The preload IDL attribute is defined to reflect the content attribute. However, preload="auto" or even preload="metadata" isn't appropriate on all platforms, and Chromium sometimes returns "none" regardless of the content attribute's value, see HTMLMediaElement::preloadType() which is used for the preload IDL attribute as well.

In order to expose both the content attribute's state and what will actually be used, I suggest allowing preload to return the real state and adding defaultPreload to merely reflect the content attribute, similar to defaultMuted.

I argued elsewhere that we need an "effective preload" state, and by letting preload return it we could spec Treat preload="none" as preload="metadata" when load() is called quite easily.

@mounirlamouri

mounirlamouri commented 7 years ago

Can we first spec the preload IDL attribute to return the effective preload state and only add deafultPreload if needed? Basically, it would make preload behave like an enum attribute for which the default value and the allowed values depend on the implementation.

mounirlamouri commented 7 years ago

/CC @cpearce @jernoble

I wrote this simple test page that shows how the preload IDL attribute behaves: https://mounirlamouri.github.io/sandbox/preload/api-exposure.html

As far as I can see:

UA seems to have very different behaviour. I think it would unlikely break websites to change the spec to ask preload to expose the effective preload type but because it would not affect Blink, I might be biased :).

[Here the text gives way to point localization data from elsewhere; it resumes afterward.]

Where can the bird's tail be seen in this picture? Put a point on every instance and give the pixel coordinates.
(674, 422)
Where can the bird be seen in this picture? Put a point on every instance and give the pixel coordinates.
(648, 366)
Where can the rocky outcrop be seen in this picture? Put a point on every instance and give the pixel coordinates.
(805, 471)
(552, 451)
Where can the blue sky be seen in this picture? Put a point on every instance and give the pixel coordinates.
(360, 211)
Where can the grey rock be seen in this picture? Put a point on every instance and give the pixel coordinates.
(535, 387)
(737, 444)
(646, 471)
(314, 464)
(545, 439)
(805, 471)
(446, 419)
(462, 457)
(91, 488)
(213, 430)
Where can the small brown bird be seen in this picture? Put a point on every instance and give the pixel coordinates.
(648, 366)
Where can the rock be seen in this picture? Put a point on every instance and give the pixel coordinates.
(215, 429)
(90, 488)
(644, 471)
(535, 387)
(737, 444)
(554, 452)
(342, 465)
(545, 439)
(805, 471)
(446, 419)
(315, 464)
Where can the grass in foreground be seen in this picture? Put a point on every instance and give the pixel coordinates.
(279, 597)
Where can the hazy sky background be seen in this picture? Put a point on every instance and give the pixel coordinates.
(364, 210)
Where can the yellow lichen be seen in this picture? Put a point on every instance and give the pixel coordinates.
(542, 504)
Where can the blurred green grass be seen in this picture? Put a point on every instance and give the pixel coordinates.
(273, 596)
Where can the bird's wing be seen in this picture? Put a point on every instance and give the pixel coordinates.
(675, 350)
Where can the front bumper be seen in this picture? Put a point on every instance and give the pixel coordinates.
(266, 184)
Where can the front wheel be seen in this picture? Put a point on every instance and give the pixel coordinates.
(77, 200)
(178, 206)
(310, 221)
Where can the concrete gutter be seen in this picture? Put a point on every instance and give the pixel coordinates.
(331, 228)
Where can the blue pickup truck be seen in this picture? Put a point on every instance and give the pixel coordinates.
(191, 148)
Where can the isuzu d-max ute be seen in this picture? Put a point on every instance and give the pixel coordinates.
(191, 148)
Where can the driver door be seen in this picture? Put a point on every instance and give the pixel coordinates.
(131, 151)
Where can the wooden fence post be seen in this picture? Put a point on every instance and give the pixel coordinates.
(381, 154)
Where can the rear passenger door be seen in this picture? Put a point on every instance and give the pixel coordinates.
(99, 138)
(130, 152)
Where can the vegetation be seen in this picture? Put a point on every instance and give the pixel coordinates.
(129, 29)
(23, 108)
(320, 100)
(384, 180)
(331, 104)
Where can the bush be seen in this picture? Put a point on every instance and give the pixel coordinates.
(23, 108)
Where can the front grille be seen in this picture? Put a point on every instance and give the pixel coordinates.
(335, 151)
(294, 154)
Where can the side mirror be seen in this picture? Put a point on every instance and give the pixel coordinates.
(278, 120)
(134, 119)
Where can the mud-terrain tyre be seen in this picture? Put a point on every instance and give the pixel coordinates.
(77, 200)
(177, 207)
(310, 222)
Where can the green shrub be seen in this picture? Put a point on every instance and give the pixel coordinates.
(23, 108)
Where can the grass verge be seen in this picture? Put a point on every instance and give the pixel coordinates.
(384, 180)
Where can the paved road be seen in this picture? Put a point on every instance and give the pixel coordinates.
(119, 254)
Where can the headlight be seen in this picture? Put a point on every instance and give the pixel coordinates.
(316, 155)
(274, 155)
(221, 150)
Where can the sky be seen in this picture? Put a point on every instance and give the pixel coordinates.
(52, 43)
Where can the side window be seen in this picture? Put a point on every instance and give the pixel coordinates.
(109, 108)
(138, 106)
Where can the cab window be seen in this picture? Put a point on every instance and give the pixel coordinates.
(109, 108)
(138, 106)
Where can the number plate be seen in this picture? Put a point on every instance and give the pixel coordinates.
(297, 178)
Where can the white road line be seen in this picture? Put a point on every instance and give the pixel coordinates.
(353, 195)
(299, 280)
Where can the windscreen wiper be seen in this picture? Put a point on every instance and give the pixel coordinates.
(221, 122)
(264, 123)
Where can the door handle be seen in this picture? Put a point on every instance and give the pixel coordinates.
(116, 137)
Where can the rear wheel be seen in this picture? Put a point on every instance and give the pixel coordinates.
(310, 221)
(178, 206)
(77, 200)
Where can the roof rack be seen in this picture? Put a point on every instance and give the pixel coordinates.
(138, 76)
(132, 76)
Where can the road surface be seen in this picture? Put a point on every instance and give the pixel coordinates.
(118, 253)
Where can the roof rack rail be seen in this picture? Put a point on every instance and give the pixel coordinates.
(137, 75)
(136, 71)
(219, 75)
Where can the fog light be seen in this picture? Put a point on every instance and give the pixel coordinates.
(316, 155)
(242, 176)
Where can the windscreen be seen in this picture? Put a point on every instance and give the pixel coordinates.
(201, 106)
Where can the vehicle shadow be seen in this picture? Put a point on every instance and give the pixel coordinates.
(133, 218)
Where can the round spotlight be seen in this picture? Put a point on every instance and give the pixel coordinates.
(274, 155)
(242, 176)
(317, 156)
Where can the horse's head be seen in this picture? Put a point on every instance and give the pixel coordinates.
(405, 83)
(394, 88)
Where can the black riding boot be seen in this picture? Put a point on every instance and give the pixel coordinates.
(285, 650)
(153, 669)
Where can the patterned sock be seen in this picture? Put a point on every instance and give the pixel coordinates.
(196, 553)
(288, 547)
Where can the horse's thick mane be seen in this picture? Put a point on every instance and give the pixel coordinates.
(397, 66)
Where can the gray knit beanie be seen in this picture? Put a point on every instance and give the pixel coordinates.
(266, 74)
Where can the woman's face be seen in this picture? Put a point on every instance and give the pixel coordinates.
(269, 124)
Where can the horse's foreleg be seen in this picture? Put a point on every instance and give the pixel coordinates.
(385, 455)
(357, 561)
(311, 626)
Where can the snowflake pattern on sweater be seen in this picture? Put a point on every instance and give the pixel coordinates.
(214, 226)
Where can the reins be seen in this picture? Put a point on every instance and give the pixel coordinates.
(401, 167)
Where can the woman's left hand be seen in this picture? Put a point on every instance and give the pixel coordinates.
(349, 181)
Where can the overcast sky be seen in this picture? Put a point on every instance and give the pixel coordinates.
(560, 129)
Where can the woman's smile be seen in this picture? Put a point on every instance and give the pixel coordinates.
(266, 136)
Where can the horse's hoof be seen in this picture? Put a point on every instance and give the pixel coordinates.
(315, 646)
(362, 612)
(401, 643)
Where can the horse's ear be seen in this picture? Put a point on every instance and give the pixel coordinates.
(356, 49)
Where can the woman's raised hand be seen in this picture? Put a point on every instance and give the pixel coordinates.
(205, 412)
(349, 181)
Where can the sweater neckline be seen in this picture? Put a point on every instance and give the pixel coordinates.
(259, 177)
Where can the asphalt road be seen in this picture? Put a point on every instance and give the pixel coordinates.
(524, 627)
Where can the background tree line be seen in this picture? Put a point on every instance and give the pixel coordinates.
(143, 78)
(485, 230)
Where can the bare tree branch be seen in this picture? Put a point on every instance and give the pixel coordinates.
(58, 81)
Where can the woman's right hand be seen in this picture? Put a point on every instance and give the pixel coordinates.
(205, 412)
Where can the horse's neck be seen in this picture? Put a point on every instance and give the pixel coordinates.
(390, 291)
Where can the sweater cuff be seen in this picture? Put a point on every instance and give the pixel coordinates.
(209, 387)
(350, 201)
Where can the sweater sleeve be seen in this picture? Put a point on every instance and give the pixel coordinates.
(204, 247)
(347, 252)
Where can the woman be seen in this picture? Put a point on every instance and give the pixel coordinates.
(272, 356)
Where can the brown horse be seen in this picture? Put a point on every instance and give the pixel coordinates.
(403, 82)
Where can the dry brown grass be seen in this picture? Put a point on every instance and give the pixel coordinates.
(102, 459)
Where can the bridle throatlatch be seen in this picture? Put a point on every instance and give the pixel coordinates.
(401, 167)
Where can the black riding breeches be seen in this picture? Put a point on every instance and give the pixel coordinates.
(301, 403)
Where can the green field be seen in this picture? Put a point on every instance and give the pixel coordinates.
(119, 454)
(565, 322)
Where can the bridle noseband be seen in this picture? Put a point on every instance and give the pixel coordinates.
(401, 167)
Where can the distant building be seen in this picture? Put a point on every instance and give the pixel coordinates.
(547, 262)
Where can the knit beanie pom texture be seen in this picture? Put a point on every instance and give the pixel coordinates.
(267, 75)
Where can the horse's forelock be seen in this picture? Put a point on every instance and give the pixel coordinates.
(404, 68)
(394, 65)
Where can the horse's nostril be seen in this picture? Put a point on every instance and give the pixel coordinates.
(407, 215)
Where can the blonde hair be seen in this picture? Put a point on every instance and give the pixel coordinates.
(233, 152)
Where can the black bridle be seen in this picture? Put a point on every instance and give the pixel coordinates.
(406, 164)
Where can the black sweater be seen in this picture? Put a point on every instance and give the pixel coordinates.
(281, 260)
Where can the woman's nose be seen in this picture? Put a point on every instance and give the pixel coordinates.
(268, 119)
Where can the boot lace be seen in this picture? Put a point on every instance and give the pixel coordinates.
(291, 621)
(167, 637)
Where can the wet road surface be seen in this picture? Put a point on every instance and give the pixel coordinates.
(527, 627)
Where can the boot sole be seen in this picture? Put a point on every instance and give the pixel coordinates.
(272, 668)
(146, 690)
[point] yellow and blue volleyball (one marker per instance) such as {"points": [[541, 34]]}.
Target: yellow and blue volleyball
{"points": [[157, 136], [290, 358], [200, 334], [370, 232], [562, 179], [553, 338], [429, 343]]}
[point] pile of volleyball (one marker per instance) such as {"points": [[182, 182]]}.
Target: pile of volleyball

@cpearce and @jernoble, WDYT?

foolip commented 7 years ago

I've tested https://mounirlamouri.github.io/sandbox/preload/api-exposure.html on Edge and it says:

mounirlamouri commented 7 years ago

That's interesting. They seem to have the same behaviour as Blink then.

foolip commented 7 years ago

Except for the default value, yes, and these tests don't reveal if there are any cases in which it's not merely reflecting the content attribute.

mounirlamouri commented 7 years ago

My goal here is to first decide whether we should change preload to return the effective preload type then decide whether reflecting the parsed preload content attribute makes sense. My gut instinct says that it probably wouldn't but I think these two questions can be solved after each other especially because if we don't reflect the effective preload type, preload should be a straightforward enum content attribute reflection.

domenic commented 5 years ago

I know this is an old bug and probably not high priority for the parties involved anymore, but I'll note that we generally want to have reflected IDL attributes for all content attributes. This is necessary for some frameworks that only support properties (IDL attributes) and not (content) attributes, such as React.

So, I think defaultPreload that straightforwardly reflects is a good idea, if someone wants to prioritize it.